Thomas laughed again at that, laughed hard, till he started to cough. There was another long silence, and Thomas stopped wondering if they were still going to attack him.
“Gresham,” said Mr. Wattling, suddenly.
“The film guy?” said Thomas. “He hired you?”
“That’s right,” said Mr. Wattling.
Thomas looked at Mr. Barnabus, who was watching his colleague thoughtfully.
“Why are you telling me now?” asked Thomas.
“Like you said,” said Mr. Wattling, “owe you that much. But I wouldn’t share that information with anyone else.”
“Yeah?” said Thomas. “Why’s that?”
“Mr. Gresham . . . Miles, his first name was—didn’t know that, did you?—was ambitious, sometimes a little shady, but no more than most successful people. He was also married with two kids: eight-year-old girl and a twelve-year-old boy. The boy plays football for his school.”
“Soccer,” Mr. Barnabus clarified.
“Right,” said Mr. Wattling. “Thank you, Mr. Barnabus. I didn’t know they played soccer in school over there much, but there you go.”
“Why are you telling me this?” Thomas asked again, heavier this time.

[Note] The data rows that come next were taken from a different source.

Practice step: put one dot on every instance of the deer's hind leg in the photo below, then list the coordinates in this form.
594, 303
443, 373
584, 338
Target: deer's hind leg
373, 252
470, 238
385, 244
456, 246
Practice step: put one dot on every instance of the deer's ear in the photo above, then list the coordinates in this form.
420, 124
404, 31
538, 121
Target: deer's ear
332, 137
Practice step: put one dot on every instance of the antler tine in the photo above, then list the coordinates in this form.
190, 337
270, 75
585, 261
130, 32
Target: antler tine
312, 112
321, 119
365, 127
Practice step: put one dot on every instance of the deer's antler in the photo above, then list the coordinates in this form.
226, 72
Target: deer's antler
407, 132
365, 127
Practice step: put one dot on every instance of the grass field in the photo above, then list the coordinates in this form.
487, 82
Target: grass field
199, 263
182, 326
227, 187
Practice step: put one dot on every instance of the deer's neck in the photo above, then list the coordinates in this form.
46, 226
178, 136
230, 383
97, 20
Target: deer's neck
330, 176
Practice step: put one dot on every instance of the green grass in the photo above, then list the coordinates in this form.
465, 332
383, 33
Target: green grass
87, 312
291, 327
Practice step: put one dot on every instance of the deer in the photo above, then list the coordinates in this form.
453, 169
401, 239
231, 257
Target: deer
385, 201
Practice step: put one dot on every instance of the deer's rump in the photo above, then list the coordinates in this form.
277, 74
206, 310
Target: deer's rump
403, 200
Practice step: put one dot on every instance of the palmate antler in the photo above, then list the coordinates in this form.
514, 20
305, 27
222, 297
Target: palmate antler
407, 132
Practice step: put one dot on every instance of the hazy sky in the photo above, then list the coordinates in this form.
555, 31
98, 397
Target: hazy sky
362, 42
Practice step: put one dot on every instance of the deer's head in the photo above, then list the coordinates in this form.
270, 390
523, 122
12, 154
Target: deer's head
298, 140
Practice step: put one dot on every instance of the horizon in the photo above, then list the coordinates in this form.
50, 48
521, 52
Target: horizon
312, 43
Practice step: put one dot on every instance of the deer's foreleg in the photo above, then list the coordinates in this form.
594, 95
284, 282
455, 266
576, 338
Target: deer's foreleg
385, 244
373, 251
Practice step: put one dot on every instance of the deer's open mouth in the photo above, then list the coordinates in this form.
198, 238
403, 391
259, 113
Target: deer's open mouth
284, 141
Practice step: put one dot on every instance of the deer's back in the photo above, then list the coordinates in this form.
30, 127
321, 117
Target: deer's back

“Just thought you should know,” shrugged Wattling. “Wouldn’t want you thinking of him as another villain, or just another victim. Faceless, you know? I know quite a lot about Mr. Miles Gresham. Like to hear some of it?”
Thomas shook his head.
“I think I get it.”
“That’s all right then,” said Wattling.
Two silent minutes later Thomas caught the sound of the hospital’s recovery helicopter thrumming its way over White Horse Hill toward them.
“See?” said Mr. Barnabus, gazing off to where the helicopter’s lights were stooping over the trees. “All’s well that ends well.”
“Wrong play,” said Thomas.
The helicopter came roaring overhead, then—once its floodlights had found them—veered off into an adjoining field and set down there. Thomas was watching the stretcher bearers hunkering down beneath the rotors when he realized that apart from the huddled form of Elsbeth Church, he was alone.